La consigna es que debe estar terminado y preparado para su aprobación antes del 2 de diciembre próximo, aunque España tiene hasta el 17 de diciembre de 2021 para trasponerlo a nuestra legislación. De acuerdo con los planes establecidos por el ministro, la Directiva de los “whistleblowers” sería aprobada el próximo año, bastantes meses antes del límite establecido. En la primera sesión constitutiva del grupo, se han sentado las bases y líneas directrices marcadas por el ministro para que pueda desempeñar adecuadamente su cometido.

La Directiva Europea 2019/1937 del Parlamento Europeo y del Consejo, de 23 de octubre de 2019, relativa a la protección de las personas que informen sobre infracciones del Derecho de la Unión, fue publicada el 26 de noviembre pasado en el diario oficial de la Unión Europea y entró en vigor el 17 de diciembre, si bien se dio dos años a los 27 países de la Unión Europea para hacerla suya.

La nueva Directiva establece unos canales protegidos de denuncias y prohíbe cualquier represalia contra quienes se atrevan a sacar a la luz irregularidades en empresas privadas y organismos públicos. Es decir, protege a los denunciantes de corrupción.

De acuerdo con un estudio llevado a cabo por la Comisión en 2017, la falta de protección de los denunciante de corrupción está provocando unas pérdidas de entre 5.800 y 9.600 millones de euros anuales en el campo de la contratación pública en la Unión Europea en su conjunto. Los denunciantes tienen un rol fundamental en la investigación y sanción de quienes incumplen las leyes, y también ayudan a los periodistas a obtener información indispensable para hacer su trabajo.
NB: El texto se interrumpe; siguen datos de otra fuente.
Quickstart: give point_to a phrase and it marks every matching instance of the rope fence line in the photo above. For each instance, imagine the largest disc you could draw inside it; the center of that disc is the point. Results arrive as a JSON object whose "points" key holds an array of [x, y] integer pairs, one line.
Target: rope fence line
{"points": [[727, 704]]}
Fernando Presencia, de ACODAP, denunciante de corrupción.

Pese a su aportación social, los denunciantes sufren persecución laboral, daños en su reputación y problemas de salud. De acuerdo con la encuesta Global Business Ethics, realizada en 2016, un 36% de los trabajadores que hicieron públicas las irregularidades manifestaron haber sufrido algún tipo de represalia. La Directiva viene a protegerlos, a partir de ahora. Los mecanismos incluyen el establecimiento de canales de denuncias, tanto dentro como fuera de las organizaciones, en los que estará garantizada la confidencialidad.

Se considera un proceso de denuncias en tres niveles: Primero, en las vías internas de la organización; si esto no funciona, a las autoridades competentes; y si no se toman medidas en este sentido o si hay peligros inminentes, entonces se prevé la utilización de los medios de comunicación.

“Cabe recordar que España es uno de los estados miembros de la Alianza de Gobierno Abierto –‘Open Government Partnership’- desde el año 2011, siendo el principal objetivo de esta organización reforzar los vínculos entre la ciudadanía y los gobernantes”, explica el Ministerio de Justicia.

“El grupo de trabajo contará con el apoyo transversal de todos los Departamentos con sectores de regulación afectados por la Directiva, con el objeto de establecer no solo un marco general de protección sino también atender las especialidades y singularidades sectoriales”, concluye el mismo comunicado.